I have never met Andrew Mountbatten Windsor and so cannot honestly advance a personal opinion as to whether he is indeed something of a narcissist. Although I have heard it suggested that he’d eat himself if he were a chocolate biscuit. (Or should that be a champagne truffle?)
His spectacular public demise has pretty much coincided with the publication of two books. Most recently, there has been an appalling and sad posthumous autobiography, Nobody’s Girl by Virginia Roberts Giuffre, to whom Andrew paid £12 million by way of a ‘settlement’ despite insisting he’d never met her. Previously there was a biography, Entitled by Andrew Lownie, which is shocking in a different way and has a title that perfectly encapsulates AMW’s attitude to his former lifestyle. It also contains some golf.
I remember seeing Andrew at the 1997 Ryder Cup at Valderrama, publicity-wise desperately seeking sustenance by trying to hang out with Seve. Lownie’s book chronicles such incidents as a helicopter trip from Buckingham Palace to a golf course in Oxfordshire (I mean, the M40 – what’s that?) and him running up a bill of £4,352 to take a Queen’s Flight aircraft to visit the R&A at St Andrews, where the plane “waited on the runway at RAF Leuchars for 11 hours while he enjoyed lunch and eight holes on the Old Course”. Lownie added: “In one case he spent £4,645 to take an RAF jet to the R&A, instead of a £254 commercial flight, so that he could finish 18 holes and rush back to London. His next official engagement was not for another four days.” Hey, that’s what the taxpayer is there for. Lownie also records Andrew ‘doing a Trump’ – not liking a lie he had found in a bunker at The Belfry and throwing his ball into a better one. “No one wanted to call out the Queen’s second son,” wrote Lownie, “least of all the rules official.” All charming stuff.

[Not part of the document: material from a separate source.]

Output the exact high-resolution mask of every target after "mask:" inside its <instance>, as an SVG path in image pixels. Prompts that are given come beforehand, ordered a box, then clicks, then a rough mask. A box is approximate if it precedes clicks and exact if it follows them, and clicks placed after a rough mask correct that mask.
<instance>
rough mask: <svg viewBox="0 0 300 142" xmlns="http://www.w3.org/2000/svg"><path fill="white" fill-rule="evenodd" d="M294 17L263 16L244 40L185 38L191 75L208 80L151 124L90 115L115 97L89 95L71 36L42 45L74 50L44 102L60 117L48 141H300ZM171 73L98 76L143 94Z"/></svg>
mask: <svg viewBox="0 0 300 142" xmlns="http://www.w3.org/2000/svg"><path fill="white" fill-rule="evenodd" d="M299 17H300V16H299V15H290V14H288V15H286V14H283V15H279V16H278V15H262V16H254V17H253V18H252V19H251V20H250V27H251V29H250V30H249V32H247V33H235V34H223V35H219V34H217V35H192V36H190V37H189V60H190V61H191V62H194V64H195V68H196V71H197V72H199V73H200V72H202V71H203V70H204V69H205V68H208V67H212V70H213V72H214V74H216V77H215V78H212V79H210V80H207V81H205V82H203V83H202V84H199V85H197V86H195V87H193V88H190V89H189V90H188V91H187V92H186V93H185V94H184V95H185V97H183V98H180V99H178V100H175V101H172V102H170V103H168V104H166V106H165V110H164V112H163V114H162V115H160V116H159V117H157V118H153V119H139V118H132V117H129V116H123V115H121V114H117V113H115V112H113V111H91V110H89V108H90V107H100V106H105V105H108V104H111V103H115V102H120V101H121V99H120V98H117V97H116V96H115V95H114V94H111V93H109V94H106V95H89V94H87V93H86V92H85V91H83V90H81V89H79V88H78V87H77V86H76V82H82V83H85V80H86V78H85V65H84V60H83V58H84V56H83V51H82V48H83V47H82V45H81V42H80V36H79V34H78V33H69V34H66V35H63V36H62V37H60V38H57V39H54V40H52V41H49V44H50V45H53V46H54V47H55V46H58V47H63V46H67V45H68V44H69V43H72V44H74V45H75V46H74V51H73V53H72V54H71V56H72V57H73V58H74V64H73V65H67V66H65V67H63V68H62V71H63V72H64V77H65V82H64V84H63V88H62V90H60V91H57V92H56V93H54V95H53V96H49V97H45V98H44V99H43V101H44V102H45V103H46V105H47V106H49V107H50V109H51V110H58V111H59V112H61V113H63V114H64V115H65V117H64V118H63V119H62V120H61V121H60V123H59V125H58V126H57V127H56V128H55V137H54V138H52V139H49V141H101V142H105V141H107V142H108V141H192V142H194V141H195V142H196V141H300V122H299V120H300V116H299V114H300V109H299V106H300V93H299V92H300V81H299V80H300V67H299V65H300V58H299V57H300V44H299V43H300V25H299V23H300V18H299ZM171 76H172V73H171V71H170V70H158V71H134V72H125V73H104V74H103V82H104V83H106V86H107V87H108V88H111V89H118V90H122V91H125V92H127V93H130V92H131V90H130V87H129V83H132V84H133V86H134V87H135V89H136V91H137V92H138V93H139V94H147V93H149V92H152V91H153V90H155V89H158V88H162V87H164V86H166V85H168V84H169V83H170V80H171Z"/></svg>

It seems that with effect from some point in the new year Andrew will be banished to Sandringham, which probably isn’t the worst place on earth to banished to. Heck, it’s only 12 miles from Brancaster. Having said that, A.N. Wilson, writing in The Times, noted that Andrew would be “desperately hoping he will not be blackballed from the Royal West Norfolk Golf Club”. Four members of the royal family have been captains of the club. Andrew could become the first member to be kicked out of it. Even if he avoids that fate, he may not find it so easy now to rustle up a fourball. Or a singles, come to that.
Finally, this anecdote. One evening aeons ago, Andrew rang the home of the club pro who was then giving him golf lessons – who knows, perhaps at the Royal Household Golf Club at Windsor Castle? The professional’s son answered the call and was asked if it might be possible to speak to the master of the house. His son responded: “Please, who’s calling?” The reply came: “The Duke of York.” The lad put down the receiver – we’re talking landline era here – and shouted: “Dad! It’s the pub on the phone for you.”
From public house to public louse, I guess.